F. Hoffmann-La Roche Ltd., doing what just about everyone expected it to do, picked up its option on non-U.S. rights to Genentech Inc.'s cancer drug Avastin.

The positive Avastin data released in May that demonstrated the drug "far exceeded" what it was designed to show in a Phase III metastatic colorectal cancer trial were seen as a watershed event for anti-angiogenesis products and sent South San Francisco-based Genentech's stock up 44.7 percent the day they were made public. There has been plenty of buzz around Avastin since then, including a spirited American Society of Clinical Oncology meeting in Chicago, and Genentech has been riding the wave it created. Most found it difficult to imagine Roche, of Basel, Switzerland, not picking up the option. (See BioWorld Today, May 20, 2003, and June 3, 2002.)

"I'd say this was 100 percent expected," said Cory Kasimov, analyst with New York-based Ryan Beck & Co. Inc.

Although Genentech retains rights in the U.S., Roche will bear the load elsewhere. The FDA in June granted Avastin fast-track status in previously untreated, first-line metastatic colorectal cancer patients and most industry observers anticipate a regulatory filing in the second half of this year. Beyond colorectal cancer, Roche and Genentech will develop Avastin in other tumor types.

Franz Humer, chairman and CEO of Roche, in a prepared statement called Avastin "an ideal supplement to our existing range" of cancer drugs. The companies' history goes back some time. Roche in 1990 acquired most of Genentech through a $492 million investment at $36 per share. On June 30, 1999, Genentech redeemed all its outstanding special common stock held by stockholders other than Roche Holdings Inc. at $20.63 per share in cash, with the funds coming from Roche, thus boosting Roche's ownership of Genentech common stock from 65 percent to 100 percent. In July 1999, Roche sold 22 percent of the Genentech shares in a public offering of 20 million shares at $97 per share, effectively spinning Genentech back out through an offering of nearly $2 billion, not including the overallotment option. Roche further dropped its holding in October 1999 by selling off another 20 million shares at $143.50, raising another $2.87 billion. (See BioWorld Today, June 4, 1999; July 21, 1999; and Oct. 22, 1999.)

Genentech's stock (NYSE:DNA) rose 94 cents Tuesday to close at $76.49.

Today, Roche maintains a controlling interest in Genentech. As of April 24, Genentech had about 510 million shares outstanding, and on March 31, Roche held 60.1 percent of Genentech's common stock. Genentech receives royalties on sales of Rituxan, Pulmozyme and Herceptin outside of the U.S. and on sales of human growth hormone, Rituxan, Pulmozyme, Activase and TNKase in Canada from Roche.

Potential Avastin sales outside the States now can be added to that list. Although Kasimov couldn't comment on what royalty Roche would pay Genentech for sales abroad, he assumes it's "typically standard" and in the mid-teen range.

"Suffice it to say [colorectal cancer] would be a large indication for Genentech in Europe," he told BioWorld Today. In the U.S., he said, once approved, "and we expect once it is filed, it will be approved in short order," he expects Avastin to "very rapidly" become a standard of care for patients with colorectal cancer.

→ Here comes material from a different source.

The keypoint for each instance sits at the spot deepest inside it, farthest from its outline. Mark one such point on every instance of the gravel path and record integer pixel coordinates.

Looking ahead at biotechnology's coming wave of second-quarter earnings reports, Eric Schmidt at SG Cowen Securities Corp. in New York wrote in a research note that Avastin's excitement-generating success in the colorectal trial has provided Genentech with a "can't miss" $1 billion to $2 billion blockbuster and "strong top-line revenue growth for the foreseeable future." Schmidt also lauded the company's pipeline, calling it one of the industry's best (something said about Genentech for years now) with "15 projects in development as well as five in Phase III."

"While Genentech's stock price reflects much success, positive Avastin data in additional indications (expected in 2004) could boost the drug's revenue potential by a significant margin," Schmidt said. "Upcoming events include data from a supportive Phase III Avastin study in front-line colorectal cancer (July), a likely [biologics license application] filing for Avastin (Q3:03), Phase III data on Tarceva in non-small-cell lung cancer (H2:03) and a possible advisory panel meeting on Raptiva."

Tarceva is being developed with OSI Pharmaceuticals Inc., of Melville, N.Y. Raptiva, on file with the FDA for psoriasis, is being developed with Xoma Ltd., of Berkeley, Calif. Noting those drugs as well as the recent approval of the asthma drug Xolair (partnered with Tanox Inc., of Houston, and Novartis Pharma AG, of Basel, Switzerland), Kasimov is impressed with Genentech.

"It's firing on all cylinders right now," he said. "The news flow out of their late-stage pipeline has been tremendous."